Les Pays-Bas font figure d’anomalie stratégique. Dix-huit millions d’habitants, mais troisième voire deuxième exportateur agricole mondial selon les années, premier port européen, et une balance commerciale positive depuis deux décennies. Cette performance repose sur un modèle : ouvrir grand les portes, produire avec le monde, et redistribuer au cœur de l’Europe.
Rotterdam, clef de voûte du commerce eurasiatique
Le port de Rotterdam est bien plus qu’un port : c’est la porte d’entrée de l’Europe du Nord pour les flux mondiaux. Il connecte la Chine, le Moyen-Orient, l’Afrique et l’Amérique du Nord au cœur industriel du continent, de la Ruhr allemande à la vallée du Rhône. À ce titre, l’économie portuaire néerlandaise pèse lourd : plus de 385 000 emplois directs et indirects, 6% du PIB. Il concentre plus de 13 millions de conteneurs par an, un chiffre stable mais désormais sous tension. Car la fluidité mondiale sur laquelle il repose se fissure.
Des géants comme ASML (semi-conducteurs), Unilever (biens de consommation), Philips (médical), ou DSM-Firmenich (chimie) s’insèrent dans des chaînes globales complexes. Leur compétitivité repose sur l’accès fluide aux composants étrangers, aux capitaux mondiaux et aux débouchés lointains. L’économie néerlandaise est une mécanique de précision globale.

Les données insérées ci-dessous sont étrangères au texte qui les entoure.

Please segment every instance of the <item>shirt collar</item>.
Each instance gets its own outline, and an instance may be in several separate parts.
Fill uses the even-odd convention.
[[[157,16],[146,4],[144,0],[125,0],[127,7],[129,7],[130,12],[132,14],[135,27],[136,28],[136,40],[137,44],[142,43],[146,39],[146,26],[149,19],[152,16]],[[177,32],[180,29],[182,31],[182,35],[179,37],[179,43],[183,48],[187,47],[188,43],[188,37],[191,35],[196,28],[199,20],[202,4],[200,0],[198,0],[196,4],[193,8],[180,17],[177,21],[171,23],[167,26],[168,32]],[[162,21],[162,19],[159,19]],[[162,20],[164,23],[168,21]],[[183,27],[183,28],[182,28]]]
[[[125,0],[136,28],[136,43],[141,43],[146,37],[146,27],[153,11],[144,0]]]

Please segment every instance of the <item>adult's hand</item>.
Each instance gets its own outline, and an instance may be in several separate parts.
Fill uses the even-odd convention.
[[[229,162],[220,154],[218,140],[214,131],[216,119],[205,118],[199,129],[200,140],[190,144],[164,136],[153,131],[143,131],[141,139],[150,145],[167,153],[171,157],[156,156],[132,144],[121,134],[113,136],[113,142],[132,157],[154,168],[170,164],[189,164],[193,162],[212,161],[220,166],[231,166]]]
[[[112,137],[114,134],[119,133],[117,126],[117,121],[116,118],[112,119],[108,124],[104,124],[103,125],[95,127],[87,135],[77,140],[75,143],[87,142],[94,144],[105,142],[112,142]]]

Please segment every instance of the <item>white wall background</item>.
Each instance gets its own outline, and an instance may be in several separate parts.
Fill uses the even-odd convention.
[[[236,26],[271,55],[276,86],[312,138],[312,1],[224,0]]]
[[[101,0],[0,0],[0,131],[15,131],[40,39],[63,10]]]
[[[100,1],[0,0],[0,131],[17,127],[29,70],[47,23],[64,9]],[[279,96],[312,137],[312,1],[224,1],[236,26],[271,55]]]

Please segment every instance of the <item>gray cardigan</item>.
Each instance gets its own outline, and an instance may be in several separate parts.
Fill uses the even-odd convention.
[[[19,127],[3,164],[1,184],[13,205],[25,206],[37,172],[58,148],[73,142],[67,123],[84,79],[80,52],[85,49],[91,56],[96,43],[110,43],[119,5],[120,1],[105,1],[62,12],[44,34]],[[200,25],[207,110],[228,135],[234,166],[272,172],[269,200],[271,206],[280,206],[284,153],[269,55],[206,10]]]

Trump, le retour du chaos organisé
La réélection de Donald Trump en novembre 2024 a relancé le scénario du pire : barrières douanières, menaces sur l’OMC, politique de relocalisation industrielle agressive, bras de fer avec la Chine. L’ordre commercial multilatéral se disloque. Et ce n’est pas un repli américain isolé : l’Inde, le Brésil, même l’UE renforcent leurs protections.
Dans ce contexte, le port de Rotterdam devient une vulnérabilité systémique. Moins de flux vers l’Europe, moins de transit, reconfiguration des routes maritimes : les grands armateurs réduisent leurs escales, ou déplacent leurs priorités vers la Méditerranée ou la mer Noire. Même l’Allemagne explore des alternatives pour sécuriser ses importations. Rotterdam risque la marginalisation.
Amortir sans renoncer
Le gouvernement néerlandais ne capitule pas. Il parie sur l’innovation logistique, la digitalisation du port, la transition énergétique et la montée en gamme industrielle. L’alliance avec l’Allemagne et le soutien de l’UE pourraient stabiliser les flux. Mais le modèle reste fragile tant que les règles du jeu mondial restent mouvantes.
Rotterdam était l’icône d’un monde plat, fluide, prévisible. Il devient le thermomètre d’un monde fragmenté, incertain, conflictuel. Les Pays-Bas ont longtemps prospéré sur la paix des flux. Si la géopolitique continue de torpiller le commerce, c’est leur fonction même de nation-pivot qui est en péril.